Kemudian tim wartawan televisi ini
diajak ke tempat kostnya, ternyata tempat tinggalnya di rumah kost kecil ukuran
tiga meter persegi. Gelap, pengap, tanpa jendela. Beliau tinggal dengan kedua
buah hatinya. Anaknya yang putri berumur sekitar 8 tahun dan yang laki-laki
baru kurang lebih 4 tahun. Isteri yang sangat dicintainya telah meninggal dunia
dua tahun yang lalu.

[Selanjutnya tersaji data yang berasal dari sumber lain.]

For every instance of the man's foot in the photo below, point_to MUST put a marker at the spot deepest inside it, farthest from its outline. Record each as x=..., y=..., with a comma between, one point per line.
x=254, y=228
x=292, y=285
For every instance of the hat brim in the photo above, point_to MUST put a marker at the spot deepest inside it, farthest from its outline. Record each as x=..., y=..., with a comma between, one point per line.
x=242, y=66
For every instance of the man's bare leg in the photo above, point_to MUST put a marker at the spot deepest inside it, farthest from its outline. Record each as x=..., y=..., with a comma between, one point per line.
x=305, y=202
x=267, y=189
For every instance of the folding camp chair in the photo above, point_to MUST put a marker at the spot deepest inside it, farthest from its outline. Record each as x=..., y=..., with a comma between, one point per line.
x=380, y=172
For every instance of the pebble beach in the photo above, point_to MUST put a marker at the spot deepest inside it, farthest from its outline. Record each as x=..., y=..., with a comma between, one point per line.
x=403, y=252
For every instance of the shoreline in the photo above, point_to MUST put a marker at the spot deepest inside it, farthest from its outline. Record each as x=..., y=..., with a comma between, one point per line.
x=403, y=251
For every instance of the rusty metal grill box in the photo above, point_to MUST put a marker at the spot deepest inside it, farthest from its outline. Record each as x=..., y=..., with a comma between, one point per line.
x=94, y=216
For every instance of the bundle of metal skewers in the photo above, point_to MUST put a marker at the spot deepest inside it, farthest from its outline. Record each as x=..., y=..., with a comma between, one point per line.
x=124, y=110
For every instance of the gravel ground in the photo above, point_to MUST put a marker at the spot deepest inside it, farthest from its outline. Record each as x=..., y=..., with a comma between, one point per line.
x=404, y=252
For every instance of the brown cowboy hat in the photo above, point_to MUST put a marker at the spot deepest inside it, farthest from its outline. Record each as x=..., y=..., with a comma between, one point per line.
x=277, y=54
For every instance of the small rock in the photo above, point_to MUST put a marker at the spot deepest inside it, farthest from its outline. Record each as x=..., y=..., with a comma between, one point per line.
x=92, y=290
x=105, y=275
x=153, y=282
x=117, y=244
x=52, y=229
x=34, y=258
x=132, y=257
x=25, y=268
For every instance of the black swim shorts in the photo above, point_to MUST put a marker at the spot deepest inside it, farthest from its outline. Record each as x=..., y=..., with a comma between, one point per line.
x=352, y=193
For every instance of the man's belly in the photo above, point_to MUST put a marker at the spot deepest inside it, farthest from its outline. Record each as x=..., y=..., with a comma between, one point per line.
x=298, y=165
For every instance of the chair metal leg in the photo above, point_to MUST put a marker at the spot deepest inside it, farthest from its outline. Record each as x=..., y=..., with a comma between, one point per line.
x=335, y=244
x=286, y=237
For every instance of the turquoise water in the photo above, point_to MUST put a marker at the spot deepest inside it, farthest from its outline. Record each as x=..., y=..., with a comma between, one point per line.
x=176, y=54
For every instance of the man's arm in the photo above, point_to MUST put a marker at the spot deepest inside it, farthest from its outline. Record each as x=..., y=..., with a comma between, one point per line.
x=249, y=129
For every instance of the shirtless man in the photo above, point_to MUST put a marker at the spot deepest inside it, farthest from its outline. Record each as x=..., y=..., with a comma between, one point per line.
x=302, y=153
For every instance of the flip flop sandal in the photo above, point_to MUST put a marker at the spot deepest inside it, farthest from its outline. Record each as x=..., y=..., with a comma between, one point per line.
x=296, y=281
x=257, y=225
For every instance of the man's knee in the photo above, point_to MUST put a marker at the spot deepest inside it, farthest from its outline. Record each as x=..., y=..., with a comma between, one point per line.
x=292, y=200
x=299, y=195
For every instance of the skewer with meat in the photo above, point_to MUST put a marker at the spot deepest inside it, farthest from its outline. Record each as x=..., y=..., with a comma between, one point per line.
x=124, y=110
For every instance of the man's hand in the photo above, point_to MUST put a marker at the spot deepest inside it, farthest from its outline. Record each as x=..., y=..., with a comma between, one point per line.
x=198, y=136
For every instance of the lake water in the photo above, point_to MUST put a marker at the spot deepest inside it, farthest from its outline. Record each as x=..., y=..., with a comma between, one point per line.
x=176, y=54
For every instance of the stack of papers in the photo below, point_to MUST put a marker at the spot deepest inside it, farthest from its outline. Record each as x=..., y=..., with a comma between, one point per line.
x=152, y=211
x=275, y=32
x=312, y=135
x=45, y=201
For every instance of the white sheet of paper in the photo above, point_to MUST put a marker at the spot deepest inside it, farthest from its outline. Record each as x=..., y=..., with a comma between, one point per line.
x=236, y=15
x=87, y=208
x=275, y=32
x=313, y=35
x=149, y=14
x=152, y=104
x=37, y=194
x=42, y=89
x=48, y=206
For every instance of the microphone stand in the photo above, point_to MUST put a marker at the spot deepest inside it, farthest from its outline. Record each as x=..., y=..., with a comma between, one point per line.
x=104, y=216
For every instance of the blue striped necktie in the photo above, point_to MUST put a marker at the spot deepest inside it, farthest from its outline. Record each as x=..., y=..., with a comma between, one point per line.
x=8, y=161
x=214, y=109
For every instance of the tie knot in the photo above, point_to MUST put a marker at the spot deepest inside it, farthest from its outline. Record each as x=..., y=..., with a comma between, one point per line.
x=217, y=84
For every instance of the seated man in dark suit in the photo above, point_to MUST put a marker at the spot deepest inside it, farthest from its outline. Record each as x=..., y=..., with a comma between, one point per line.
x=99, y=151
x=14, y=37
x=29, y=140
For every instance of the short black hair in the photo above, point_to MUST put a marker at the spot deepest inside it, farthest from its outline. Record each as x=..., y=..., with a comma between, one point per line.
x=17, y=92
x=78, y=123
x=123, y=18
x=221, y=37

Putrinya yang sulung memilih putus sekolah karena untuk
menjaga dan menemani adiknya yang masih kecil. Air mata ayah dari kedua anak inipun
bercucuran saat bercerita kisah hidupnya. Hal yang membuat beliau tertekan
adalah bagaimana kelak masa depan anak-anaknya. Saat ini hal yang paling di
inginkan oleh Bapak Sukardi adalah bisa membuat kedua buah hatinya tersenyum.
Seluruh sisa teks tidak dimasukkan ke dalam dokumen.